From: Greg Kroah-Hartman
Date: Mon Nov 14 2022 - 06:38:17 EST


On Mon, Nov 14, 2022 at 12:13:15PM +0100, Javier Martinez Canillas wrote:
> Hello Greg,
>
> Thanks a lot for your feedback.
>
> On 11/14/22 11:54, Greg Kroah-Hartman wrote:
>
> [...]
>
> >>
> >> This default value of 0 was reverted again by commit f516d01b9df2 ("Revert
> >> "driver core: Set default deferred_probe_timeout back to 0."") and set to
> >> 10 seconds instead. Which was still less than the 30 seconds that was set
> >> at some point to allow systems with drivers built as modules and loaded by
> >> user-land to probe drivers that were previously deferred.
> >>
> >> The 10 seconds timeout isn't enough for the mentioned systems, for example
> >> general purpose distributions attempt to build all the possible drivers as
> >> a module to keep the Linux kernel image small. But that means that in very
> >> likely that the probe deferral mechanism will timeout and drivers won't be
> >> probed correctly.
> >
> > What specific "mentioned systems" have deferred probe drivers that are
>
> The "mentioned systems" are the ones mentioned in the paragraph above:
>
> "to allow systems with drivers built as modules and loaded by user-land to
> probe drivers that were previously deferred."
>
> I even gave an example about general purpose distributions that build as
> much as possible as a module. What more info do you think that is missing?

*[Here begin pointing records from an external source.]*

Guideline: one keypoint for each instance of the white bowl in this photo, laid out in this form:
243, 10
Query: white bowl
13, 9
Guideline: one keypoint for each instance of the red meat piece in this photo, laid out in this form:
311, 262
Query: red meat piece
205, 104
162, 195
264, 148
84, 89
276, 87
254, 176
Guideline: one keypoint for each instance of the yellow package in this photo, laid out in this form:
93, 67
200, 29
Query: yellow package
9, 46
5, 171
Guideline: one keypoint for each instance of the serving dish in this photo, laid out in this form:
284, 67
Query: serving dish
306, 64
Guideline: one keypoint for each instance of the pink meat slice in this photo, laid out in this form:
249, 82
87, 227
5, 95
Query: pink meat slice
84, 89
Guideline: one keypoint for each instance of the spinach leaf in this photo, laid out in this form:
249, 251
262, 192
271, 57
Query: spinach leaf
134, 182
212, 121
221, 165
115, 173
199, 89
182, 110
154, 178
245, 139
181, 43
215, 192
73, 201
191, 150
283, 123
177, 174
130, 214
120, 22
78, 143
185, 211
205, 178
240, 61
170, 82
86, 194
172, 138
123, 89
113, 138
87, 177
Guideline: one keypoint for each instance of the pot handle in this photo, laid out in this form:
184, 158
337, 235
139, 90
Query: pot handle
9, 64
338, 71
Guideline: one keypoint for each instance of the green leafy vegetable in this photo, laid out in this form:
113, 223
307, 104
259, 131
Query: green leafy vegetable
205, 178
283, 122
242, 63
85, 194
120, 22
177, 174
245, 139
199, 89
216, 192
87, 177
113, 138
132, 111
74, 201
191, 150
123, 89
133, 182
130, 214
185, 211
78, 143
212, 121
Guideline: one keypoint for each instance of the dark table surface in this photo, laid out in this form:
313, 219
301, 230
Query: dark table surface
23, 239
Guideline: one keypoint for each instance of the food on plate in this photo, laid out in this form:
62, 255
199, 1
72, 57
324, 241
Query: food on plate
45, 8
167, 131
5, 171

Exact systems that this is failing on would be great to have.

> > failing on the current value? What drivers are causing the long delay
> > here? No one should be having to wait 10 seconds for a deferred delay
> > on a real system as that feels really wrong.
> >
>
> Not really, it depends if the drivers are built-in, built as modules, in
> the initramfs or in the rootfs. A 10 seconds might not be enough if these
> modules are in the root partition and need to wait for this to be mounted
> and udev to load the modules, etc.

How does it take 10 seconds to load the initramfs for a system that
requires deferred probe devices? What typs of hardware is this?

> Also, it may even be that the module alias is not correct and then users
> have to load them by explicitly have /etc/modules-load.d/ configs and so
> on.

Then that's a totally different issue and the module alias needs to be
fixed and is not relevant here.

> > Why not fix the drivers that are causing this delay and maybe move them
> > to be async so as to not slow down the whole boot process?
> >
>
> Yes, these drivers could be fixed to report a proper module alias or the
> dependencies can be built-in or added to the initramfs and that does not
> change the fact that by default the kernel shouldn't make assumptions
> about when is safe to just timeout instead of -EPROBE_DEFER.

Please let me know which drivers these are that are causing problems so
we can fix them.

> Because with modules the kernel has no way to know when all the modules
> have been already been loaded by user-space or more drivers are going to
> be registered in the future.

Of course that is true, so we guess, and so far, 10 seconds is a good
enough guess for normal systems out there that use deferred probe. What
exact system and drivers do not work with this today?

> Also, that's how probe deferral always worked since the mechanism was
> introduced. It's just recently that the behavior was changed to timeout.
>
> A nice feature of the probe deferral mechanism is that it was simple and
> reliable. Adding a timeout makes it non-deterministic and more fragile IMO.

deferred probe was never simple or reliable or determinisitic. It was a
hack we had to implement to handle complex hardware situations and
loadable drivers. Let's not try to paper over driver bugs here by
making the timeout "forever" but rather fix the root problem in the
broken drivers.

So, what drivers do we need to fix up?

thanks,

greg k-h